Meta releases the third generation of its "Segment Anything Model." Unlike standard models limited to fixed categories, SAM 3 uses an open vocabulary to understand both images and videos. The system relies on a new training method combining human and AI annotators.
Users can use text prompts, example images ("exemplar prompts"), or visual prompts to isolate specific concepts in both images and videos. Alongside the model weights and code, Meta has launched the Segment Anything Playground, a web interface where users can test the model.
Bridging the gap between language and vision
According to Meta, connecting language with visual elements remains a major hurdle in computer vision. Standard models recognize basic objects like "person" but struggle with nuanced descriptions like "the striped red umbrella" because they rely on predefined categories.
SAM 3 addresses this with "Promptable Concept Segmentation." The model takes short noun phrases or reference images to find every instance of a concept within a piece of media. It still supports the visual prompts from SAM 1 and SAM 2, such as masks, bounding boxes, or dots.

In internal benchmarks, specifically the new "Segment Anything with Concepts" (SA-Co) test, SAM 3 reportedly doubles the performance of existing systems. Meta claims the model outperforms specialized tools like GLEE and OWLv2, as well as large multimodal models like Gemini 2.5 Pro.

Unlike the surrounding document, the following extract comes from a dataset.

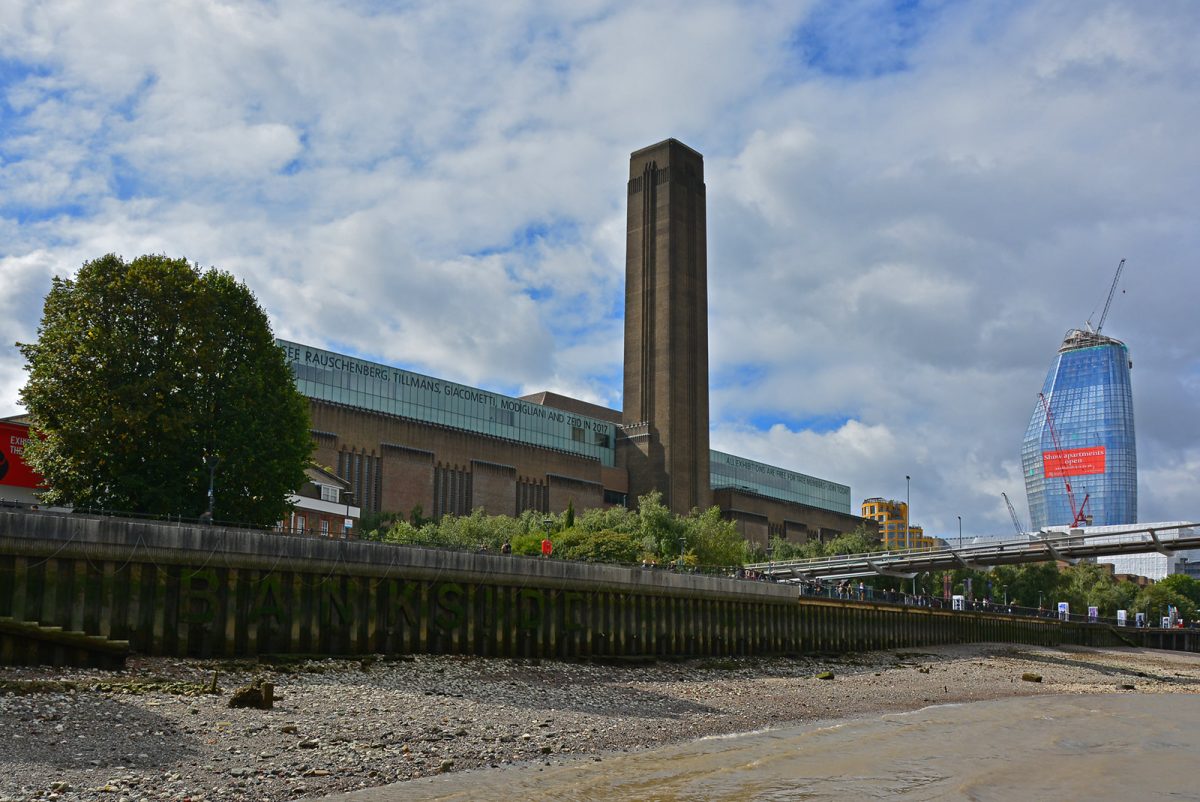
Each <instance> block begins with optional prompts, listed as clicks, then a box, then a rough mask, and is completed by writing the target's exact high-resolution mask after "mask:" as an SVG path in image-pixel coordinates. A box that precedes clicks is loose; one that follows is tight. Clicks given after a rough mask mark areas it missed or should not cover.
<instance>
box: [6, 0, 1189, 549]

A hybrid approach speeds up training
Meta built a hybrid "data engine" for training—a pipeline where AI models, including SAM 3 and Llama-based captioning, generate initial segmentation masks. Human and AI annotators then verify and correct these suggestions.
According to the research paper, this process significantly speeds up annotation. AI assistance is roughly five times faster than manual effort for negative prompts (object not present) and 36 percent more efficient for positive ones. This resulted in a training dataset containing over four million unique concepts.

Meta is already integrating the technology into its products. On Facebook Marketplace, SAM 3 powers the "View in Room" feature, letting users virtually place furniture in their homes. In Instagram’s ‘Edits’ app, SAM 3 will soon enable effects that creators can apply to specific people or objects.
Running on an Nvidia H200 GPU, SAM 3 processes an image with over 100 recognized objects in 30 milliseconds. For video, latency scales with object count but allows near real-time processing for about five simultaneous objects.
Meta notes several limitations. SAM 3 struggles with highly specific technical terms outside its training data ("zero-shot"), such as those in medical imaging. The model also fails with complex logical descriptions like "the second to last book from the right on the top shelf." To address this, Meta suggests pairing SAM 3 with multimodal language models such as Llama or Gemini, a combination it calls the "SAM 3 Agent."
Reconstructing 3D worlds from 2D images
Alongside SAM 3, Meta released SAM 3D, a suite of two models designed to generate 3D reconstructions from single 2D images.
SAM 3D Objects focuses on reconstructing objects and scenes. Since 3D training data is scarce compared to 2D images, Meta applied its "data engine" principle here as well. Annotators rate multiple AI-generated mesh options, while the hardest examples are routed to expert 3D artists. This method allowed Meta to annotate nearly one million images with 3D information, creating a system that turns photos into manipulable 3D objects.
The second model, SAM 3D Body, specializes in capturing human poses and shapes. It uses the new "Meta Momentum Human Rig" (MHR) format, which separates skeletal structure from soft tissue shape. Trained on approximately eight million images, the model works robustly even with occlusions or unusual postures.
Meta says the technology is still in its early stages. The resolution of generated 3D objects remains limited, leading to detail loss in complex structures. Additionally, SAM 3D Objects treats items in isolation and cannot yet correctly simulate physical interactions between multiple objects. Meta also notes that SAM 3D Body has not yet reached the precision of specialized hand-tracking tools.